6 Ways to Get Staff Buy-in for Your Practice Transition

Your staff can make or break your practice transition. Change can be scary. Your long-time staff may be apprehensive about the future of the practice – after all, the practice provides their livelihoods, too. However, you can take steps to reassure staff and gain their buy-in. When staff is on board, they can be your biggest advocates and streamline the transition.

1. Be open about your intentions

If you have worked with the same team for several years, you have likely shared plenty of life’s milestones: marriages, children, illnesses, grief. You may feel like family.

Talk openly about plans for your eventual retirement, such as travel or time with your family. The key is to avoid shocking your team members when you make an announcement. They may be sad to see you go, but happy that you can enjoy the next phase.

When you begin to make steps towards retirement – such as joining ADA Practice Transitions – hold a staff meeting. Share your plans and timeline, and reassure staff that your goal is to continue providing top-quality care as you search for someone to continue that mission.

You might pull aside longer-term employees before this meeting to ask for their support. These long-term employees are already the face of your practice and can provide some continuity long after you leave.

2. Ask for staff input

Your staff knows the ins and outs of the practice – the patients, the equipment, the processes, etc. Whether you are planning to sell 100% of your practice and walk away or navigate a longer-term buyout, your staff can help.

Think of your retirement as an opportunity to improve the practice. Ask your staff what patients want, such as extended hours or new treatments. Use that information when thinking about the ideal dentist to continue your legacy.

Consider involving staff in the interview process, too. They can provide a valuable second opinion about how a candidate might “fit” in the office.

3. Sell your staff’s abilities

Make sure the new dentist knows your long-term staff members’ strengths. With an ownership transition, staff will need to be officially re-hired by the incoming dentist.

Update (or create) official job descriptions for each role and review them with employees. Are there skills they would like to expand? Maybe the practice’s growth merits shifting responsibilities to make things more efficient and fair. Consider reviewing salaries and benefits to align with your local market. While this can take some work, your team will feel essential to the practice and be more likely to stay and advocate for success.

The new owner will have their own ideas about how to run a practice, so avoid making promises. If you plan to remain as an associate of the practice for a period of time, be sure to discuss how you will manage staff.

4. Find a dentist who shares your philosophy of care

Patients return to your practice and refer others because they like your approach – also known as your philosophy of care.

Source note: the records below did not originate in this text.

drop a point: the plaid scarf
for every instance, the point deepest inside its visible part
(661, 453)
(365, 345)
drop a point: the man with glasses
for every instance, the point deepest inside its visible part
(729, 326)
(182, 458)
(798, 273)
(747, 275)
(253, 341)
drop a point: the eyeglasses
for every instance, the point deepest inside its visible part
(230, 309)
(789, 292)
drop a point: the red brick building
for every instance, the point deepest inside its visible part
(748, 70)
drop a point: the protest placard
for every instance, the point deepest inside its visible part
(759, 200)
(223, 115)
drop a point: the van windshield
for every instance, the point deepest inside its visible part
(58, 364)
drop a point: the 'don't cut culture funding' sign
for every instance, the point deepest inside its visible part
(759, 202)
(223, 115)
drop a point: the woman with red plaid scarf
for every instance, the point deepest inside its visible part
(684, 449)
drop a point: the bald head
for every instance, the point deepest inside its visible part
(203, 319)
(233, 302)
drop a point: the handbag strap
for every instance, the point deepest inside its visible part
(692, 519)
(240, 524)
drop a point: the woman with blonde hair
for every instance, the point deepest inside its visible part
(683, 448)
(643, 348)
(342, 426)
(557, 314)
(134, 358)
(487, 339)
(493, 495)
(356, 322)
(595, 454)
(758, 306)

How hands-on are you? Do you prefer to do procedures yourself or delegate? How ‘patient centric’ is your practice? Do you accept third-party payors or are you entirely fee for service?

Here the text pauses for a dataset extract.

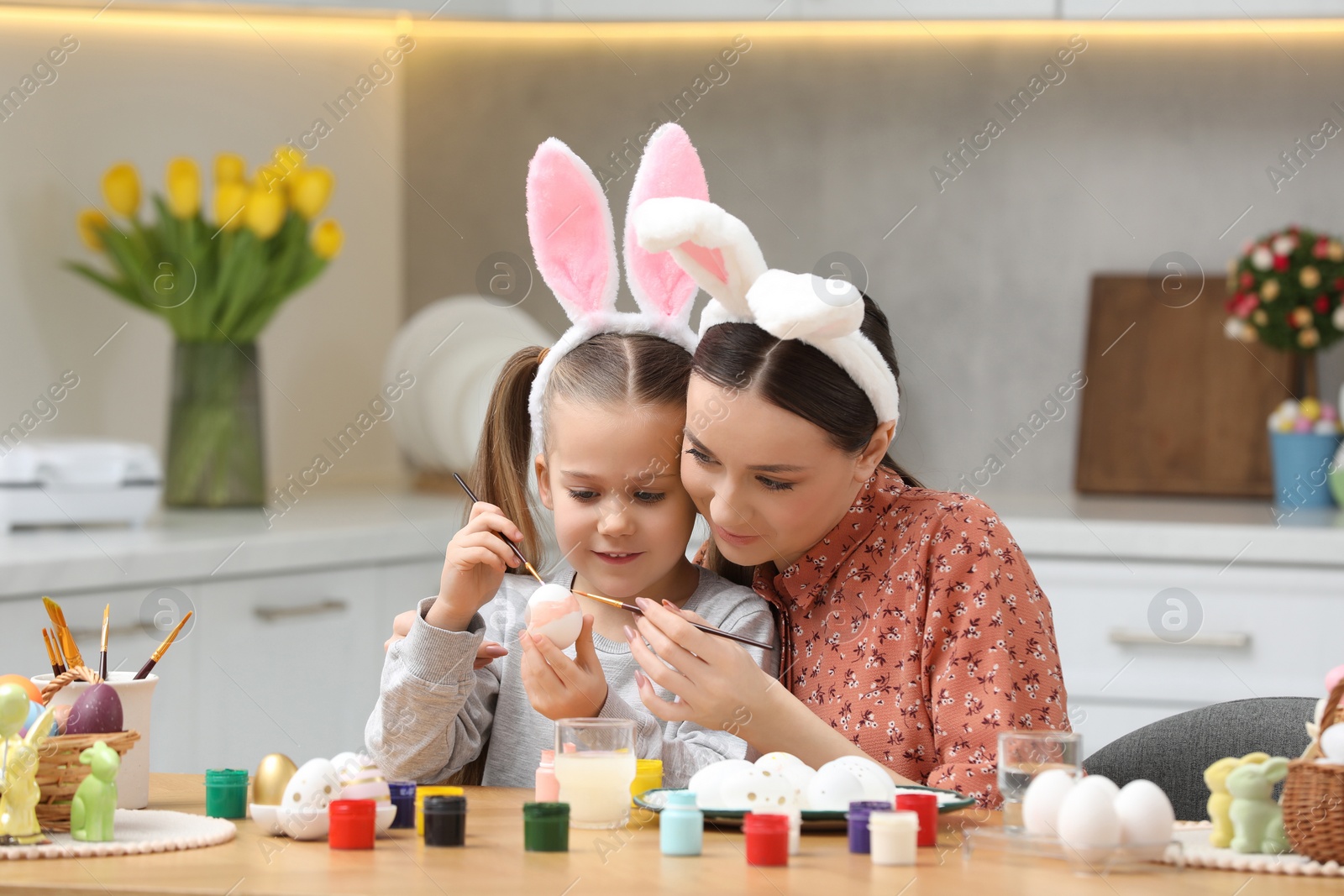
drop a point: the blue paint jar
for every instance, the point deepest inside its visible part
(682, 825)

Whether or not you have discussed your philosophy of care with your staff, they have internalized it. A major change in the practice’s philosophy of care can drive away patients and staff.

Reassure staff that your goal is to find a dentist with a similar approach. ADA Practice Transitions is designed to help identify dentists who share your unique philosophy of care.

5. Build relationships

Incorporating the new dentist with your team can help everyone feel dedicated to the practice’s success.

You might encourage the new owner to continue office traditions – bringing in treats, celebrating birthdays, or planning team outings. Before the new owner starts, consider closing the practice for a few hours so everyone can get to know each other.